“Dead Man at Grandview Point” is the essay about a human life, death, and the role of nature in these two events. In this chapter, the Abbey’s goal is not to clarify the reasons of death, but to explain that death is something all people have to accept one day, and the way the tourist at Grandview Point meets death seems to be one of the most fascinating and scariest options.
The chronology of the events in “The Dead Man at Grandview Point” is simple but informative indeed. Abbey does not want to depart from traditions and begins the essay with demonstrating a certain respect for nature and its possibility to determine a person’s mood. The author pays a certain attention to the descriptions: people’s behavior and their intentions to creep in and out and cope with the routines, changes in weather conditions, and the continuity of the events. To underline the connection between people and nature, Abbey makes use of figurative language such as the word “somnolence” that could be attached to people and nature or “petrified silence” that could be the sign of something good or bad in the air. In my opinion, the ultimate aim of the story is to underline the importance of the connection that exists between nature and people. The author is successful in reaching this goal because he chooses to describe this relation in terms of two crucial extremes that can be controlled by neither nature nor a human. A human life and a human death are the extremes people can never understand.

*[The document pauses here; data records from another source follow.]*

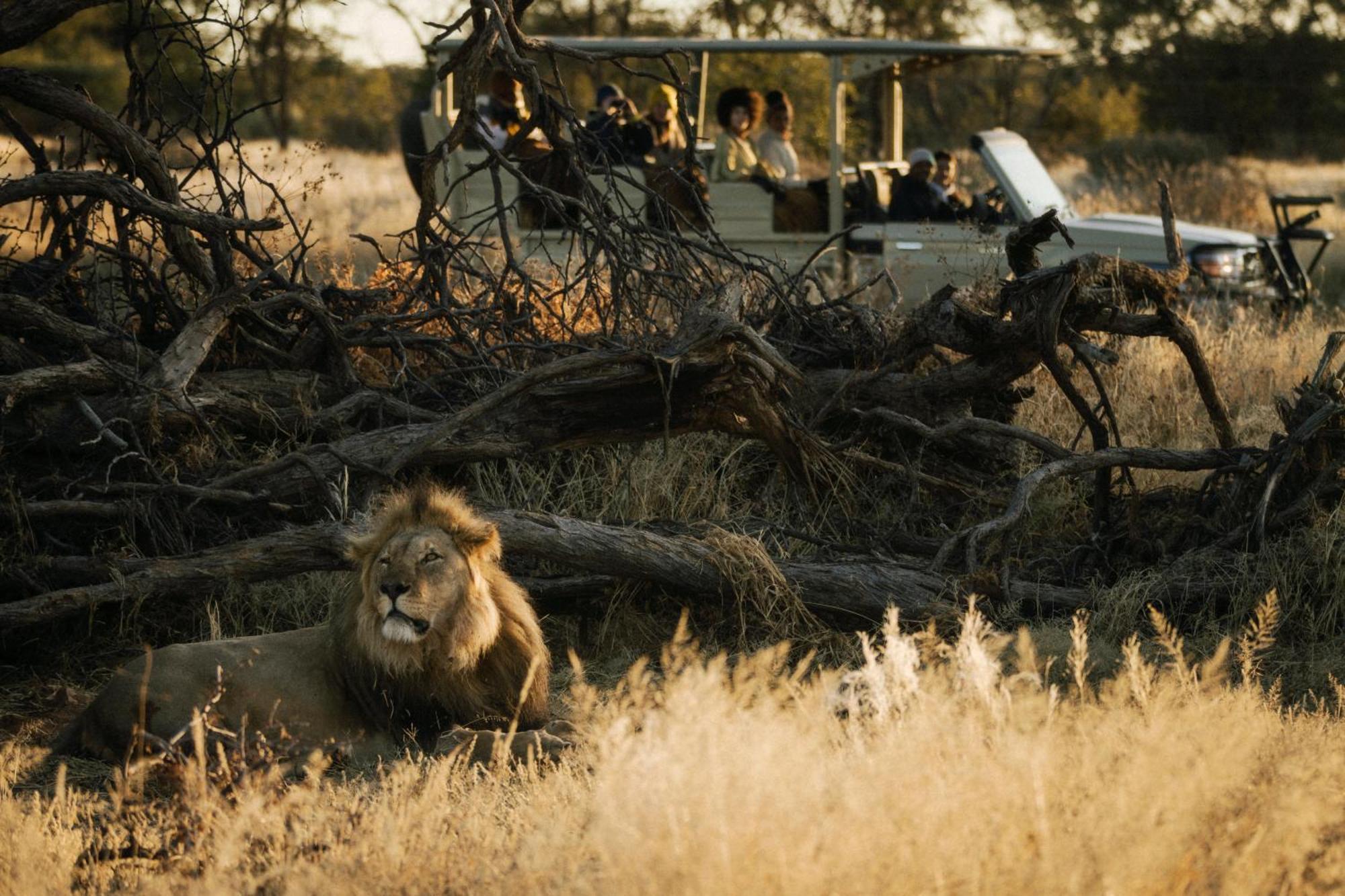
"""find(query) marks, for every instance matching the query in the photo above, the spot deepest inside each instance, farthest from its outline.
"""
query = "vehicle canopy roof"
(896, 50)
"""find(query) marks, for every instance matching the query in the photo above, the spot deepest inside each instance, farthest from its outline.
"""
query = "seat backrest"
(740, 208)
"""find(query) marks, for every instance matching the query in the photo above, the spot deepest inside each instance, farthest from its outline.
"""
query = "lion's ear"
(481, 541)
(361, 548)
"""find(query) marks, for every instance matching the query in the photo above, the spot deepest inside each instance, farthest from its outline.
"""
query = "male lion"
(438, 641)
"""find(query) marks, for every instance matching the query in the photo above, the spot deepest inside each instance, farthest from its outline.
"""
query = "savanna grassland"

They come to this world and could leave it anytime. It is impossible to predict the way or the conditions under which a person dies. Still, Abbey wants to provide the reader with hope that some decisions could still be made to underline the power of human nature. People, who are in good relations with nature, are free to observe and choose the places they want to die at. The tourist from the Grandview Point was a photographer, who made pictures of the surroundings. He, as no one else, could observe the whims of nature and accept them as they were. According to the author, he died in a good way and under the conditions that describe the relations of a human and nature in a perfect way. The author’s envy to the manner of the photograph’s dying seems to be the best expression of respect for nature and human dependence on it.

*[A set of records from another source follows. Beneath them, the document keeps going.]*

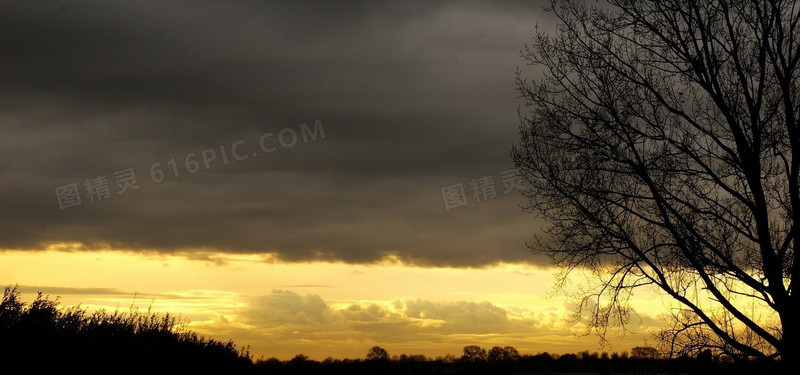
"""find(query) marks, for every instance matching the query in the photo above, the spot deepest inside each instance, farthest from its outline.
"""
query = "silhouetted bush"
(42, 337)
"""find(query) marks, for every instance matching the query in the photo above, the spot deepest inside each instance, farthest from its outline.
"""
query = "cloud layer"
(412, 97)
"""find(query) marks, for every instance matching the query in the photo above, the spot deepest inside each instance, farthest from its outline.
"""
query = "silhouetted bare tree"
(662, 145)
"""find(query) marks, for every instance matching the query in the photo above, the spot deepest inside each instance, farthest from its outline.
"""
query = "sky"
(276, 171)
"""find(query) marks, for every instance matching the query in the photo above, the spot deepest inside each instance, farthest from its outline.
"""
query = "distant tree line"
(41, 337)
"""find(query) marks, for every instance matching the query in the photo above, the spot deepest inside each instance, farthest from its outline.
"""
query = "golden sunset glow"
(326, 309)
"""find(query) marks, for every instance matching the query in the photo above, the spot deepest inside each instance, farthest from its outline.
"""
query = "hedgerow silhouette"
(44, 337)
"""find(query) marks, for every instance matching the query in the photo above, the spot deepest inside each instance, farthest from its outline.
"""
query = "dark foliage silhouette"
(42, 337)
(662, 144)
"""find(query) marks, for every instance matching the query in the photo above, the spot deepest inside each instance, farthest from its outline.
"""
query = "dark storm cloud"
(412, 97)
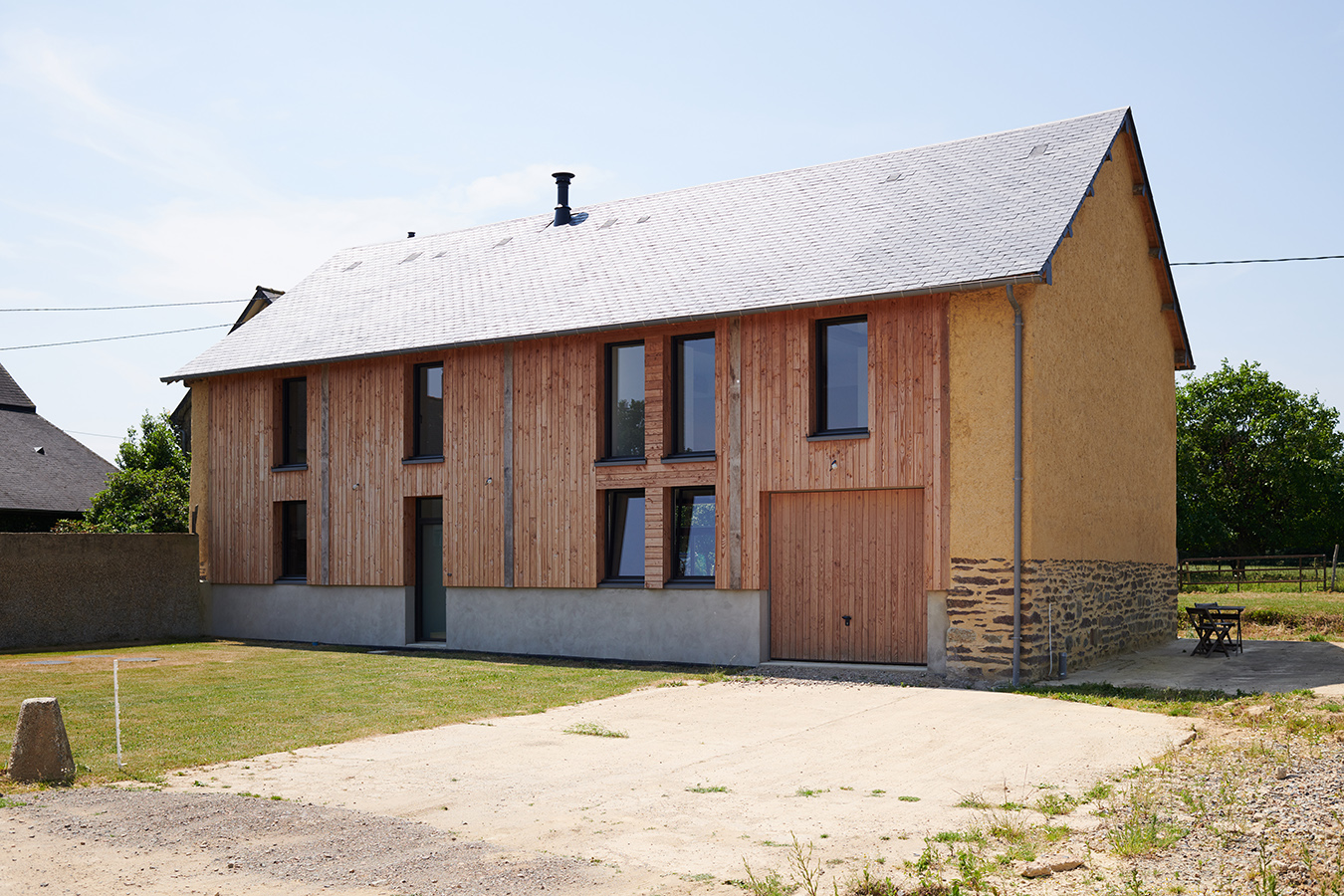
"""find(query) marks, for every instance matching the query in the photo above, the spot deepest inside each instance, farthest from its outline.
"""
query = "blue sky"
(185, 152)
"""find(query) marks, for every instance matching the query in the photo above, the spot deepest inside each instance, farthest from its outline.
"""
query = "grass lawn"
(1278, 615)
(219, 700)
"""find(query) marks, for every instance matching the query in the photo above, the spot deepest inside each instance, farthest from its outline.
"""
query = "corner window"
(293, 541)
(843, 376)
(293, 422)
(429, 411)
(625, 400)
(692, 395)
(625, 537)
(692, 538)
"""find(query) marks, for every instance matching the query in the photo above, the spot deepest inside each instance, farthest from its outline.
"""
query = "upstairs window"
(293, 422)
(293, 541)
(625, 537)
(427, 439)
(692, 537)
(625, 400)
(843, 376)
(692, 395)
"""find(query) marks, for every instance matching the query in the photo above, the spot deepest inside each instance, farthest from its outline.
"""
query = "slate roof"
(62, 477)
(980, 211)
(12, 396)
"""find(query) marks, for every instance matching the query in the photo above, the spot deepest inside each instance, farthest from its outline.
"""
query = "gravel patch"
(285, 841)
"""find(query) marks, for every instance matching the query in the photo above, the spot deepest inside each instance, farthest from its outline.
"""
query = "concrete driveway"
(711, 776)
(1267, 666)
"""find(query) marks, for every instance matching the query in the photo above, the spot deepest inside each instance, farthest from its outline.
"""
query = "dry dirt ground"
(707, 778)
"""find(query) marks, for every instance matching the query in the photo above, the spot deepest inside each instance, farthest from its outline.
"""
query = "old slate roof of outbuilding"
(979, 211)
(12, 396)
(41, 466)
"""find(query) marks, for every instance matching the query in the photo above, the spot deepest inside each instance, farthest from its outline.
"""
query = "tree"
(152, 489)
(1259, 468)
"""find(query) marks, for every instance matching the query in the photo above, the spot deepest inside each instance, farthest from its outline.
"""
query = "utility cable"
(1262, 261)
(122, 308)
(113, 338)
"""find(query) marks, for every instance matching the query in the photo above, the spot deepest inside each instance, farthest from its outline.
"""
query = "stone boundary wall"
(81, 588)
(1095, 608)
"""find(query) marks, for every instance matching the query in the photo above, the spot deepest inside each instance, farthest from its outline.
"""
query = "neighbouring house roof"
(41, 466)
(14, 398)
(957, 215)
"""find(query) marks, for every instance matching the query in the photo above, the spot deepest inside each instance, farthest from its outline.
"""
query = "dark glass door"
(430, 596)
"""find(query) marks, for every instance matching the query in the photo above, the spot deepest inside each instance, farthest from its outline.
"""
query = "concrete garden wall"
(81, 588)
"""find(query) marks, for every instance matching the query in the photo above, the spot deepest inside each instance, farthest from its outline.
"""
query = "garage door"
(847, 576)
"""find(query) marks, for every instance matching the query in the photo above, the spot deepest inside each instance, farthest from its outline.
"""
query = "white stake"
(115, 704)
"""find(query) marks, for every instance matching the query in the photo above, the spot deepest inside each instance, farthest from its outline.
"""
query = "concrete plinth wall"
(671, 625)
(326, 614)
(674, 625)
(80, 588)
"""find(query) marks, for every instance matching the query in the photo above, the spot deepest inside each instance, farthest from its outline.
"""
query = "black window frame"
(293, 457)
(822, 367)
(678, 450)
(293, 551)
(418, 433)
(615, 538)
(683, 527)
(609, 410)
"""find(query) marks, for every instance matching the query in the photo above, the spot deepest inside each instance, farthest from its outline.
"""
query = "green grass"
(215, 702)
(594, 730)
(1306, 612)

Edward Abbey is one of the authors, who could help the reader to accept the real-life facts in the best possible way. His Dead Man at Grandview Point is the story of life and death, the only two things a person or any other living being could never avoid. This chapter is the collection of the ideas about the relations between people and nature. Though these relations are not always perfect, Abbey tries to underline the essence of such relations and the inevitability to escape from them.